The data enhancement method is a method for expanding training data, and the quantity of the training set is expanded by transforming the training set, so that the generalization capability of the model is improved. The initial data enhancement methods were applied to image data enhancement and later developed to text data enhancement. The traditional text data enhancement method has a good effect when being applied to a named entity recognition task, but a data enhancement method for a relation extraction task is lacked.
The named entity recognition task and the relation extraction task are both sequence labeling tasks, and no effective solution is provided aiming at text data enhancement of the sequence labeling tasks at present.
Disclosure of Invention
In order to meet the requirement of a sequence labeling task on data enhancement, the invention aims to provide a text data enhancement method and a text data enhancement system for the sequence labeling task.
In order to realize the purpose, the technical scheme of the invention is as follows:
a text data enhancement method for a sequence labeling task comprises the following steps:
step 1: dividing a data set, namely dividing a text data set of a sequence labeling task into a training set, a verification set and a test set according to the proportion of 7;
step 2: acquiring an entity, namely extracting the entity and an entity type from a training set of a sequence labeling task;
and 3, step 3: the entity dictionary structure is used for combining different entities of each entity type into an entity list, each entity type and the corresponding entity list are a key value pair, and a plurality of key value pairs form an entity dictionary;
and 4, step 4: data enhancement, namely performing data enhancement on the training set of the sequence labeling task to generate an enhanced text;
and 5: removing the duplication of the enhanced texts, wherein the generated enhanced texts are subjected to duplication removal processing to obtain an enhanced text set;
and 6: model training, combining the training set and the enhanced text set, performing deep learning model training, testing the generalization error of the model through the verification set, and evaluating the model effect through the test set; wherein:
and 4, performing data enhancement on the training set of the sequence labeling task, which specifically comprises the following steps:
selecting a target text from a training set of the sequence labeling task, and determining an entity to be replaced of the target text;
for an entity to be replaced, randomly selecting whether the entity is subjected to entity replacement or not under the binomial distribution of the probability P;
if the entity to be replaced needs to be replaced, obtaining an entity list according to the entity type of the entity to be replaced and the entity dictionary, randomly selecting an entity from the entity list, and replacing the original entity;
if the entity does not need to be replaced, the entity remains unchanged;
and carrying out replacement operation on all entity types to be replaced in the target text to obtain the enhanced text.
According to the text data enhancement method for the sequence labeling task, the sequence labeling task comprises a named entity identification task or a relation extraction task.

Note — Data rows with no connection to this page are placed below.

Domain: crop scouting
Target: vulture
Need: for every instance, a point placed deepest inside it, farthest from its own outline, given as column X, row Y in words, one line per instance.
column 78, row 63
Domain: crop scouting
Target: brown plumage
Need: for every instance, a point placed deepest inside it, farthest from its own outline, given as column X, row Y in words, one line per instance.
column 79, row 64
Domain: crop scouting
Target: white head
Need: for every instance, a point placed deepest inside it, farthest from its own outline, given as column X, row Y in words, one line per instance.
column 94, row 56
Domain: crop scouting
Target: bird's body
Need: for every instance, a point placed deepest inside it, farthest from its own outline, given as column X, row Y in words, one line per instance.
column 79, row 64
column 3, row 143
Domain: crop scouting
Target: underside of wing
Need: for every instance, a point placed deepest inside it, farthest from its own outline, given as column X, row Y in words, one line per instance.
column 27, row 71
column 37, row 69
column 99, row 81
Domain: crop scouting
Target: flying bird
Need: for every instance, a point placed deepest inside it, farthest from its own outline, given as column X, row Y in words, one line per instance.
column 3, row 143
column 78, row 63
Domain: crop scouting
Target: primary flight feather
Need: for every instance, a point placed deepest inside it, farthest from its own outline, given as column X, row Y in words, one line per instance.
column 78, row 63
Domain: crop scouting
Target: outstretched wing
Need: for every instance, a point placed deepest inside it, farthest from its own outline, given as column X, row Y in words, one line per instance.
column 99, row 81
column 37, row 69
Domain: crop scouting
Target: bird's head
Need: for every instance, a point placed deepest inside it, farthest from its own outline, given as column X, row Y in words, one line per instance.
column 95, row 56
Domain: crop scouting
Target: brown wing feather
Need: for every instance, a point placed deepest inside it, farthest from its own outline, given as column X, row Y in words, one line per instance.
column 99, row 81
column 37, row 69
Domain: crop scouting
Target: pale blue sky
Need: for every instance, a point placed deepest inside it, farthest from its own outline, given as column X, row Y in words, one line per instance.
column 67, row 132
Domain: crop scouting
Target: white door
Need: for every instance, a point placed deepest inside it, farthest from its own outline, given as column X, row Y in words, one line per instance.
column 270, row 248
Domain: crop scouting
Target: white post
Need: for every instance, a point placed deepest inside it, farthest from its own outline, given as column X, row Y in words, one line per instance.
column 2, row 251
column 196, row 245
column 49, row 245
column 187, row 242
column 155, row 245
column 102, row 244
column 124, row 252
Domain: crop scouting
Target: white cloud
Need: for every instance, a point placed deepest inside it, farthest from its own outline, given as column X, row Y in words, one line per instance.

A system for text data enhancement of a sequence annotation task, comprising:
the data acquisition module is used for acquiring and establishing a text data set of the sequence labeling task, and dividing the text data set into a training set, a verification set and a test set according to the proportion of (7);
the entity dictionary generating module is used for generating an entity dictionary by utilizing the training set of the sequence labeling task;
the data enhancement module is used for enhancing data of the training set of the sequence labeling task to generate an enhanced text;
the enhanced text deduplication module is used for performing deduplication processing on a plurality of generated enhanced texts to obtain an enhanced text set;
and the model training module is used for merging the training set and the enhanced text set, performing deep learning model training, testing the generalization error of the model through the verification set and evaluating the model effect through the test set.
The text data enhancement system of the sequence labeling task comprises a named entity identification task or a relation extraction task.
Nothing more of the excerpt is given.